In einem solchen Fall kann ein sogenannter Wegfall der Geschäftsgrundlage vorliegen. Allerdings sind auch hier die Anforderungen, die die Rechtsprechung stellt, sehr hoch. Überschaubare Kostensteigerungen oder auch massive Kostensteigerungen bei Einzelpositionen des Leistungsverzeichnisses werden für eine Preisanpassung nach den Grundsätzen über den Wegfall der Geschäftsgrundlage regelmäßig nicht ausreichen. Hier ist stets eine Einzelfallbetrachtung notwendig.

Von nicht minderer Bedeutung für die Parteien ist in der Regel, ob Materialbeschaffungsprobleme zu einer Verlängerung der vereinbarten Ausführungsfristen führen. Insofern gilt, dass es grundsätzlich Sache und Risiko des Auftragnehmers ist, rechtzeitig die erforderlichen Materialien zu beschaffen. Im Einzelfall ist aber auch hier denkbar, dass sich der Auftragnehmer auf „höhere Gewalt“ berufen kann, die ihm die (rechtzeitige) Erfüllung des Vertrages unmöglich macht. Auch dies muss jeweils im Einzelfall betrachtet werden.

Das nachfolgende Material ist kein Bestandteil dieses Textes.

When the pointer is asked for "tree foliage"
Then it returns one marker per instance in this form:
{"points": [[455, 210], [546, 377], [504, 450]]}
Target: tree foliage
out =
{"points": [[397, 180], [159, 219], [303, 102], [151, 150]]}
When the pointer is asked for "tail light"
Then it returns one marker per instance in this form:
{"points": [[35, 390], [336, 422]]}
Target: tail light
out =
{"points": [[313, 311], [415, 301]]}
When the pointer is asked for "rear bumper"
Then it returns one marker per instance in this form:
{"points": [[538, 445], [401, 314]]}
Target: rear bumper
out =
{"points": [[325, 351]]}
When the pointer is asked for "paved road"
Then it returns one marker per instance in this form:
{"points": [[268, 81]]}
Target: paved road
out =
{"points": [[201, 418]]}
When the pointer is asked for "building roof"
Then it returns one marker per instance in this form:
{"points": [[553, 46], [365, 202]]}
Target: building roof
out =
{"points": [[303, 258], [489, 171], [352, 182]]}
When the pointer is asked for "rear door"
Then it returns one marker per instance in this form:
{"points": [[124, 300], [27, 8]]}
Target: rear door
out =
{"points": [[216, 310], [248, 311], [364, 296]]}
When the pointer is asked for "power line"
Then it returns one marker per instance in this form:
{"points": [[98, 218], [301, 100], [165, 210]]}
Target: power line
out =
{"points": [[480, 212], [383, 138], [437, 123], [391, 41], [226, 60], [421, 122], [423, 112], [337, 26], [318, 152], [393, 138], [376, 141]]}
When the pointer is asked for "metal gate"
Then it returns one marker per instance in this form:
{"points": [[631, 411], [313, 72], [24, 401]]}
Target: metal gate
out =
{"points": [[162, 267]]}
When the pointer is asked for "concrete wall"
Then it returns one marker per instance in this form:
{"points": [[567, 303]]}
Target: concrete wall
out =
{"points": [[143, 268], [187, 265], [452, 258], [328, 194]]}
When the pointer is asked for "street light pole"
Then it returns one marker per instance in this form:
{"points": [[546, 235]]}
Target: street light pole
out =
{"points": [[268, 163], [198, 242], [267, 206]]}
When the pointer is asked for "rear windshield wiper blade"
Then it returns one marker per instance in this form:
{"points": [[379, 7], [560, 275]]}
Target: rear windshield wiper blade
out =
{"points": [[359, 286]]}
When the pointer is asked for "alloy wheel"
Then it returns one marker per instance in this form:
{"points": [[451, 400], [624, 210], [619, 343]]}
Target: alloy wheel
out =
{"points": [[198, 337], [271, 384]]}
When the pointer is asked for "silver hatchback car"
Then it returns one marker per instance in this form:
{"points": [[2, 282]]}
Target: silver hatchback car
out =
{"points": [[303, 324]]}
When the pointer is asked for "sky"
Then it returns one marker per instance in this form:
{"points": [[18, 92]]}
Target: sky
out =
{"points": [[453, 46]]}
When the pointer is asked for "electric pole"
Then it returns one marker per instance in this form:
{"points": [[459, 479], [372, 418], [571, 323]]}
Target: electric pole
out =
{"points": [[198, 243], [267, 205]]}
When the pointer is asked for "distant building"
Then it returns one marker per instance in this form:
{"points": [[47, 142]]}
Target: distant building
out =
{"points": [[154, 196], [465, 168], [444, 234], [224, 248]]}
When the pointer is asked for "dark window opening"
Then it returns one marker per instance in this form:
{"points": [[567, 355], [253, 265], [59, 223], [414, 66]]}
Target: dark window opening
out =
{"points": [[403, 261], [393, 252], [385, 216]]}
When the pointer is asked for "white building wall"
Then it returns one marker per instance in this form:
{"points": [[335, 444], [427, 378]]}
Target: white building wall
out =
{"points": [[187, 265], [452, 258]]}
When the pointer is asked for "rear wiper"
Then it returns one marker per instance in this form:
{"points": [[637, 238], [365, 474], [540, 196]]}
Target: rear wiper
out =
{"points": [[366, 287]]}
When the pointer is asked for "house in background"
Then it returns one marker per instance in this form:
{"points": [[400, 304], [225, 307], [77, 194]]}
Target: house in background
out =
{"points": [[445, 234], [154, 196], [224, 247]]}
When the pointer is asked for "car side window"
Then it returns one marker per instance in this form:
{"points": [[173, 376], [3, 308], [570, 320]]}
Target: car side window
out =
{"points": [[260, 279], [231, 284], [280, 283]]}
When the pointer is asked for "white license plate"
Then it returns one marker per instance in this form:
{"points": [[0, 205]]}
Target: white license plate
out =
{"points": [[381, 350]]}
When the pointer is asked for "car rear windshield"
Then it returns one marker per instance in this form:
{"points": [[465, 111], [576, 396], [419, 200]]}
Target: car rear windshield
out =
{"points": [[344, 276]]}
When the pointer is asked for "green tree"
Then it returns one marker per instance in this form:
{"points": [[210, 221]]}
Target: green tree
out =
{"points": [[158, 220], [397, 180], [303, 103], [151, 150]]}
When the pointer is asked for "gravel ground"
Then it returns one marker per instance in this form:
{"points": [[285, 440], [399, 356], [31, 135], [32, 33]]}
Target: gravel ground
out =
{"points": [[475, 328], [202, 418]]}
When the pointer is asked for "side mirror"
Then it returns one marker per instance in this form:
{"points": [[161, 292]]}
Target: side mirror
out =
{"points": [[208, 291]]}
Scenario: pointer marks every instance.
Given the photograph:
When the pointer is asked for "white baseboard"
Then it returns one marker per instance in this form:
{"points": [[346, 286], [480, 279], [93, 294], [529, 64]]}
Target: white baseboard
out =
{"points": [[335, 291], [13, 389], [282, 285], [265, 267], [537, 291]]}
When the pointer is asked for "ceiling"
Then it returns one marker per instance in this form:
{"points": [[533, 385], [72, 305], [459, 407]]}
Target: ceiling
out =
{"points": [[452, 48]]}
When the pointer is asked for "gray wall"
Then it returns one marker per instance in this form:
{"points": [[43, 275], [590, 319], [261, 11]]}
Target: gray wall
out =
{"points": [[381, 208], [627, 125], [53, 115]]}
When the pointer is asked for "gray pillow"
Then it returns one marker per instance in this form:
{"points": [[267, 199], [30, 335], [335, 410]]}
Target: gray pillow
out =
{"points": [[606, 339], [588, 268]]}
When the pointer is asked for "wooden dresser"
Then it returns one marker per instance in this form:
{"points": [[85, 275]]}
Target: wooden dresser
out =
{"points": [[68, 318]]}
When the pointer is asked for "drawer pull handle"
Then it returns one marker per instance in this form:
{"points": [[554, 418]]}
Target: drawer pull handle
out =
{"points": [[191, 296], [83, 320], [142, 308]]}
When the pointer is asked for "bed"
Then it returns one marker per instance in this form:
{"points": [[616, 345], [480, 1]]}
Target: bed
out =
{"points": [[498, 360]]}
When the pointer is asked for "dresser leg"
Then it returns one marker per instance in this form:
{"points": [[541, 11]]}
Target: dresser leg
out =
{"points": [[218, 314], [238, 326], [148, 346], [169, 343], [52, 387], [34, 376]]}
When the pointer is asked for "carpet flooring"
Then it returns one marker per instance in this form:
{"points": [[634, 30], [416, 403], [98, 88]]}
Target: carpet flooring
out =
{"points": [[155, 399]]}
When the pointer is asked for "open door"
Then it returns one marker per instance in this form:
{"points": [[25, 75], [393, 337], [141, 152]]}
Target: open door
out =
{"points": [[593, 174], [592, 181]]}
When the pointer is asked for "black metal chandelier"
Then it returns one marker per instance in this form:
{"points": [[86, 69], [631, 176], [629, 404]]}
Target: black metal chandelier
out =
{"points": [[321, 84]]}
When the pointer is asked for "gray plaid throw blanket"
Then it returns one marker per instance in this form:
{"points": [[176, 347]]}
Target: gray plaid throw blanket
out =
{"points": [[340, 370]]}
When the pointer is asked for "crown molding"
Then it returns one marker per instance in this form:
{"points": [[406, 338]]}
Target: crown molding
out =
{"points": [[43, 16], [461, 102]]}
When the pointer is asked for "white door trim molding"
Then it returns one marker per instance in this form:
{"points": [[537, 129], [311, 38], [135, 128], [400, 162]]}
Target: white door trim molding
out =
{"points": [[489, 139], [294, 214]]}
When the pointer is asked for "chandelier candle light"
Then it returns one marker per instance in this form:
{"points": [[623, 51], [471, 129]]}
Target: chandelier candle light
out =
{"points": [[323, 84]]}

Da kein Bauvorhaben ohne ein Mindestmaß an Kooperation der Bauvertragsparteien

erfolgreich zu Ende geführt werden kann, tun diese gut daran, nach einer einvernehmlichen Lösung der sich aktuell stellenden Probleme zu suchen. Hilfreich ist dafür, zuvor die eigenen Rechte und Pflichten fachkundig prüfen und bewerten zu lassen.